When news breaks of the latest Chinese cyberhack or other espionage activities, analysts mostly focus on each incident as either a singular counterintelligence issue, or a reflection of current U.S.-China relations. This misses the point that each of these acts are part of a much larger and little understood strategy carried out by the Chinese Intelligence Services (CIS).

This gap in our knowledge of CIS activities may have mattered relatively little during China’s inward-looking years. But today, CIS leaders are significant players on the world stage, and understanding how and what they learn about the world, and how they formulate their policy choices, is more important than ever.

Much about CIS remains opaque. We know too little about how the intelligence services digest and assess the multi-terabytes of data they collect electronically, both domestically and from overseas. Nor do we know how that intelligence is provided to decision-makers, and how well the various agencies, both civilian and military, coordinate and cooperate.

We do know that both internal and external security and intelligence services have received significant enhancements in resources over the past 10 to 15 years. Publically available figures indicate that expenditure on internal security systems have even outpaced China’s dramatic military modernization.

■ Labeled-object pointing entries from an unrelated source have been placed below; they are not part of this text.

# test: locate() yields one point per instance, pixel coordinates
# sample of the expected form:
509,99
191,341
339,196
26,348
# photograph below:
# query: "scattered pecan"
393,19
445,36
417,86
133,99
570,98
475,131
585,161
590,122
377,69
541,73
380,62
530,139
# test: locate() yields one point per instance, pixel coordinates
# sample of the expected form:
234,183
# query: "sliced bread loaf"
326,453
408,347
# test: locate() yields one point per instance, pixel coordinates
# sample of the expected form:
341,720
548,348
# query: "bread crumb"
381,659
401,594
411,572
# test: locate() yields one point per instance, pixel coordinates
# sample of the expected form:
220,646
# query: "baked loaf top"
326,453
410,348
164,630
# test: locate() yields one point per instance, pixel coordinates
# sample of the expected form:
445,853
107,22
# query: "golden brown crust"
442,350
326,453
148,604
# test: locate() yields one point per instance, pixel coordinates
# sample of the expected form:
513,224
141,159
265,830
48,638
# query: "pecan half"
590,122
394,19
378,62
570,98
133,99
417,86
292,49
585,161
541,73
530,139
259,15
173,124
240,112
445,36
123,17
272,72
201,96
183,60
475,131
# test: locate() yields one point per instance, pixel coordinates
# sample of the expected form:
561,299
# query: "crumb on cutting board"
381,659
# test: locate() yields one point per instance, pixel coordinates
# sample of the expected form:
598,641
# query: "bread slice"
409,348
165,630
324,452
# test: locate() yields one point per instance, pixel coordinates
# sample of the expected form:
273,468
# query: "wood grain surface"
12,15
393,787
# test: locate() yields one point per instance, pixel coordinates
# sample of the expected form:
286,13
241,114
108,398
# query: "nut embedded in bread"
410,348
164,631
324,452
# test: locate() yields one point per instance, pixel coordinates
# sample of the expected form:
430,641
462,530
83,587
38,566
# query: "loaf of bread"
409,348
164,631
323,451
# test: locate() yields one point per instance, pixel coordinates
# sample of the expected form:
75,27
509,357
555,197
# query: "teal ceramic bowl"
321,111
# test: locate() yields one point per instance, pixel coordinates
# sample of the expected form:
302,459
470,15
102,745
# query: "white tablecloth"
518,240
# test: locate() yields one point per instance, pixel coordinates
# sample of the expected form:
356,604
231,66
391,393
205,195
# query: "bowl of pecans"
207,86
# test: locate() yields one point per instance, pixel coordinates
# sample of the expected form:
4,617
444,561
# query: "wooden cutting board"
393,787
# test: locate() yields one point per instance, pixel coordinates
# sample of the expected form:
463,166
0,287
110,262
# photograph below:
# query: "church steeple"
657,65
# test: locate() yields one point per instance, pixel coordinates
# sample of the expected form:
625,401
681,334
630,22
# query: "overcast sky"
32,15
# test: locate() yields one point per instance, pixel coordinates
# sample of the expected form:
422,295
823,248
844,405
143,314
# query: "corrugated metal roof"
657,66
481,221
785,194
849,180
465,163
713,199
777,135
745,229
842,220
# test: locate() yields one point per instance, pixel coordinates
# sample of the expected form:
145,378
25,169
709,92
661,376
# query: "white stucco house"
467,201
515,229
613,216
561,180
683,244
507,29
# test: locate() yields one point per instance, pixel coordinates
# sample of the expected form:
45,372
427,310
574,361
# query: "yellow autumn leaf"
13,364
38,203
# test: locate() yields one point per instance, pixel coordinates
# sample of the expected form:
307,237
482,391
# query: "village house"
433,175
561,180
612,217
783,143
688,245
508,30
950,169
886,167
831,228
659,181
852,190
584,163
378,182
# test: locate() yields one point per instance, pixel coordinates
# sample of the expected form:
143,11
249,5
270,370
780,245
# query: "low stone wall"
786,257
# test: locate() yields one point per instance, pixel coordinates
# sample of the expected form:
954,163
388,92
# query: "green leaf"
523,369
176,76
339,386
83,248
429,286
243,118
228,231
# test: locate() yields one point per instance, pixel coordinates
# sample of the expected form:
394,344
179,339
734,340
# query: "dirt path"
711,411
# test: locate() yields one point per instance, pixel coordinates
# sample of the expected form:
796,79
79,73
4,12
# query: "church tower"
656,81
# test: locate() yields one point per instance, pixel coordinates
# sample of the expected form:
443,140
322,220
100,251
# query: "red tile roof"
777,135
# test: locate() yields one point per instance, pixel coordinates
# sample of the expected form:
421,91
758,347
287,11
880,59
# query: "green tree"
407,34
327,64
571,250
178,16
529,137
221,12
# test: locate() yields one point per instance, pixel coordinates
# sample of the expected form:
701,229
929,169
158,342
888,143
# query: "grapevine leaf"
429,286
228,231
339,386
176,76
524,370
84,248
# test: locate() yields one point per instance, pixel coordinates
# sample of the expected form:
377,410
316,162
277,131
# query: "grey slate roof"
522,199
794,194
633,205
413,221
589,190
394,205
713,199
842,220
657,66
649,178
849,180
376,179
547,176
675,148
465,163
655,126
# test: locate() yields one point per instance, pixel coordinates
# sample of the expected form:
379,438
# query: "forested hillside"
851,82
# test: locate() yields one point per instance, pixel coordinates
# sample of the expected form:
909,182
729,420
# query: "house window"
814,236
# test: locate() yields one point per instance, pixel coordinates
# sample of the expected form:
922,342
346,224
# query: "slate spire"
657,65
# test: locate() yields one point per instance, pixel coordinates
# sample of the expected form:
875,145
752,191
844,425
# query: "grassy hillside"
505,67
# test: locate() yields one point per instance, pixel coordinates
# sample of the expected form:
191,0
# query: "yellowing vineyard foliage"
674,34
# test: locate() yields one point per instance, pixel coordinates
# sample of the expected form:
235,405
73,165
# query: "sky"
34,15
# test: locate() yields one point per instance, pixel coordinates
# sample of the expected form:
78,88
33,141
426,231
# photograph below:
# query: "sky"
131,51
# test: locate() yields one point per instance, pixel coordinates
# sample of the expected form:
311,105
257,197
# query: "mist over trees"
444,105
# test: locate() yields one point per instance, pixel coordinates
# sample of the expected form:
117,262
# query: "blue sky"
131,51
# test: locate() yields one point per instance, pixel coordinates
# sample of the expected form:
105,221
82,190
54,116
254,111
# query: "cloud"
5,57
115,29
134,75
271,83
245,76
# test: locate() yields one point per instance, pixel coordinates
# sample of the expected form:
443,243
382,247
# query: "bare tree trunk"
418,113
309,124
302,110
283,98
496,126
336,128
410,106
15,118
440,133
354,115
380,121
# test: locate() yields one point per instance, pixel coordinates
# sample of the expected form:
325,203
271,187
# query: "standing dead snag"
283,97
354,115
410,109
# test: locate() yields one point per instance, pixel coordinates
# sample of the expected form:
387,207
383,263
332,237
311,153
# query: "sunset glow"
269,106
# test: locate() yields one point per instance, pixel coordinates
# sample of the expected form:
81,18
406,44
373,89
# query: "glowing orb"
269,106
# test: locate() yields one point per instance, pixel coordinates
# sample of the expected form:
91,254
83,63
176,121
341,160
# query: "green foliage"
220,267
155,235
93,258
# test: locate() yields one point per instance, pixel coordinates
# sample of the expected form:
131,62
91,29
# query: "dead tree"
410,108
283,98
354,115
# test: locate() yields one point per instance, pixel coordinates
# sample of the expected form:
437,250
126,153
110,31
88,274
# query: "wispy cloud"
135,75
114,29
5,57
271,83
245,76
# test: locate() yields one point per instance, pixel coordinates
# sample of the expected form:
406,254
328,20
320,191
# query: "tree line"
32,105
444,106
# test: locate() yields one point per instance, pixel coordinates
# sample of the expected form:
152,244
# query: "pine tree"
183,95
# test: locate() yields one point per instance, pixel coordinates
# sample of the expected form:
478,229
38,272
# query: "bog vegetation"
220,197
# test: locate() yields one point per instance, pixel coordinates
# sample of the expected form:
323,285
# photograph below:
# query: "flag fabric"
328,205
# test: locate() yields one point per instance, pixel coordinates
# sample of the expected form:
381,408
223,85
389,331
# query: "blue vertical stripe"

A decade or so ago, China’s security state appeared to be eroding as modern communications technology swept across the country. Today, however, domestic intelligence agencies have adapted to the internet, social media and mobile communications. They are capable of blocking unwanted messaging originating overseas and domestically, ensuring the Party’s message is delivered appropriately, and following electronic dust left behind as people move through China’s highly informationalized society.

Consequently, their ability to help shape the state’s message is stronger now than it has been in a generation. And Chinese President Xi Jinping’s determination to silence dissenting voices will ensure continued resources for internal services.

At the same time, there are indications that over the past 10 or so years, Beijing has placed more emphasis on the Ministry for State Security (MSS), and other services with external responsibilities, to develop stronger foreign intelligence capabilities. Not only has MSS received a significant increase in its budget, it appears to have moved rapidly away from its more traditional, and often inefficient modus operandi.

It is also important to understand the role of military intelligence in any competition for shares of the state budget and for influence within the central leadership. Chinese military modernization, however, and the military’s need for more intelligence support has likely required 2PLA to focus more on military requirements rather than satisfying national policymakers.

Despite all of this, China’s leadership isn’t getting the sustained results it hoped for, due to internal limitations like bureaucratic inertia, and the influence of the internal security elements of the Chinese intelligence and security apparatus.

The civilian agencies have substantial portions, probably the majority of their personnel, in provincial departments or local bureaus, which report to the provincial and local party committees, in addition to their home ministries. This encourages the agencies’ local units to focus on provincial, rather than national concerns.

And, despite obvious moves to professionalize its intelligence and security services, China’s civil and military security and intelligence organizations continue to focus on internal security, even those with an external remit. Such internally oriented services tend to re-inforce the leadership’s worst fears about adversaries, the United States in particular.

If U.S. and allied policymakers hope to shape the way China exercises its growing influence in the world, they will require clearer understanding of how Chinese intelligence interprets U.S. statements and commentary.

Will information the U.S. officials share with their counterparts in the intelligence world reach China’s senior civilian and military decision-makers? Even if it reaches them, how it is interpreted will depend on the biases and underlying assumptions about the United States that each of the services have. These are subjects we know too little about. The risk of U.S. statements and actions being misinterpreted will be high without answers to these questions.